Convergence is uniform on every compact subset of $\Omega$?

Question

Suppose $\{f_n\}$ is a uniformly bounded sequence of holomorphic functions in $\Omega$ such that $\{f_n(z)\}$ converges for every $z \in \Omega$. Does it necessarily follow that the convergence is uniform on every compact subset of $\Omega$? Here, $\Omega$ denotes a plane open set.

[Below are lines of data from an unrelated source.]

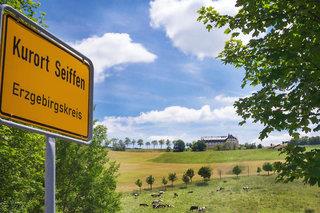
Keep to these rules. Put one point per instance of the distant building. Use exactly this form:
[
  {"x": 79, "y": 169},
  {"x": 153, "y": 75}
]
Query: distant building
[{"x": 213, "y": 141}]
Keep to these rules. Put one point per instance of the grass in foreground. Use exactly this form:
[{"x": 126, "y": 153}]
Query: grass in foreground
[{"x": 264, "y": 195}]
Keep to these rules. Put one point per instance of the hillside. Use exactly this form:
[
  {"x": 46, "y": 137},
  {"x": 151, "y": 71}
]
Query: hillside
[{"x": 212, "y": 156}]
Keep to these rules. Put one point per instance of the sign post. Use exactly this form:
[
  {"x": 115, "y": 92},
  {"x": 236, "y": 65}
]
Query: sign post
[
  {"x": 50, "y": 176},
  {"x": 45, "y": 87}
]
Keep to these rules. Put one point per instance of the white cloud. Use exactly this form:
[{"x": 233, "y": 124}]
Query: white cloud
[
  {"x": 112, "y": 49},
  {"x": 173, "y": 115},
  {"x": 228, "y": 100},
  {"x": 179, "y": 20}
]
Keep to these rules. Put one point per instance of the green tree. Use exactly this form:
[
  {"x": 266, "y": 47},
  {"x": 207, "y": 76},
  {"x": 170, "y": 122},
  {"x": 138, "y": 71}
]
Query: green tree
[
  {"x": 164, "y": 182},
  {"x": 267, "y": 167},
  {"x": 154, "y": 143},
  {"x": 140, "y": 142},
  {"x": 282, "y": 61},
  {"x": 139, "y": 184},
  {"x": 150, "y": 180},
  {"x": 21, "y": 170},
  {"x": 133, "y": 142},
  {"x": 127, "y": 141},
  {"x": 300, "y": 164},
  {"x": 199, "y": 146},
  {"x": 148, "y": 144},
  {"x": 168, "y": 143},
  {"x": 236, "y": 170},
  {"x": 186, "y": 179},
  {"x": 190, "y": 173},
  {"x": 259, "y": 170},
  {"x": 161, "y": 142},
  {"x": 205, "y": 172},
  {"x": 179, "y": 146},
  {"x": 86, "y": 178},
  {"x": 172, "y": 177}
]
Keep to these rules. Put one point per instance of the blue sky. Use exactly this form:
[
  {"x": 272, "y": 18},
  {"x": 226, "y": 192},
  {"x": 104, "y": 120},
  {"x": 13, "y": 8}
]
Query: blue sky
[{"x": 156, "y": 75}]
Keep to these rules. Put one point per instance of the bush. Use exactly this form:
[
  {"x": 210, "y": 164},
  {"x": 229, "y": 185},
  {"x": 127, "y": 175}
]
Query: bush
[
  {"x": 268, "y": 167},
  {"x": 199, "y": 146},
  {"x": 186, "y": 179},
  {"x": 172, "y": 177},
  {"x": 236, "y": 170},
  {"x": 179, "y": 146},
  {"x": 190, "y": 173},
  {"x": 205, "y": 172}
]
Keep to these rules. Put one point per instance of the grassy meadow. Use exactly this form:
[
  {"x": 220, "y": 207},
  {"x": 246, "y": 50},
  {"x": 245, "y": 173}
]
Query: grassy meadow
[
  {"x": 134, "y": 165},
  {"x": 264, "y": 195}
]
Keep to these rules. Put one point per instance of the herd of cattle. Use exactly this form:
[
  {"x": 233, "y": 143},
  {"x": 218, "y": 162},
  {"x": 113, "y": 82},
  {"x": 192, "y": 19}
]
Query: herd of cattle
[{"x": 159, "y": 203}]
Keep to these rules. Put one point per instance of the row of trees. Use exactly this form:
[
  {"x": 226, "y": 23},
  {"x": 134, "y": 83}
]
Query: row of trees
[
  {"x": 205, "y": 172},
  {"x": 305, "y": 141},
  {"x": 127, "y": 142}
]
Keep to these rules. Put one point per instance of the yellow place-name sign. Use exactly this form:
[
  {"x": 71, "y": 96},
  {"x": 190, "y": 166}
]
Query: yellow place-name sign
[{"x": 44, "y": 83}]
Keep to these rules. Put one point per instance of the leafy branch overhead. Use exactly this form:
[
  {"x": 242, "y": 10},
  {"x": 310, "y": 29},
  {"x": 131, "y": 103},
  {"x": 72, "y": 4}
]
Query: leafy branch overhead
[{"x": 282, "y": 58}]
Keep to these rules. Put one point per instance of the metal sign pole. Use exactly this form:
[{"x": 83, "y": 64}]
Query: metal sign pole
[{"x": 50, "y": 178}]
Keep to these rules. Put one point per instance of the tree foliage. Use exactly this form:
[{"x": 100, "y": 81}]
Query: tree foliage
[
  {"x": 150, "y": 180},
  {"x": 281, "y": 60},
  {"x": 199, "y": 146},
  {"x": 268, "y": 167},
  {"x": 86, "y": 178},
  {"x": 172, "y": 177},
  {"x": 190, "y": 173}
]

Idea. Perhaps we should apply the dominated convergence theorem to the Cauchy formula for $f_n - f_m$?

Answer 1

It is true (assuming that $\Omega$ is an open subset of $\Bbb C$):

Assume that $f_n \to f$ pointwise, but not uniformly on a compact set $K \subset \Omega$. Then there exists an $\varepsilon > 0$, a subsequence $(f_{n_k})$ of $(f_n)$, and a sequence $(z_k)$ in $K$ such that $$ \tag{*} |f_{n_k}(z_k) - f(z_k) | \ge \varepsilon \text{ for all } k \in \Bbb N \, . $$

$(f_n)$ is uniformly bounded, so by Montel's theorem it is normal: $(f_{n_k})$ has a locally uniformly convergent subsequence $(f_{n_{k_l}})$. In particular, $f_{n_{k_l}} \to f$ uniformly on $K$, which gives a contradiction to $(*)$.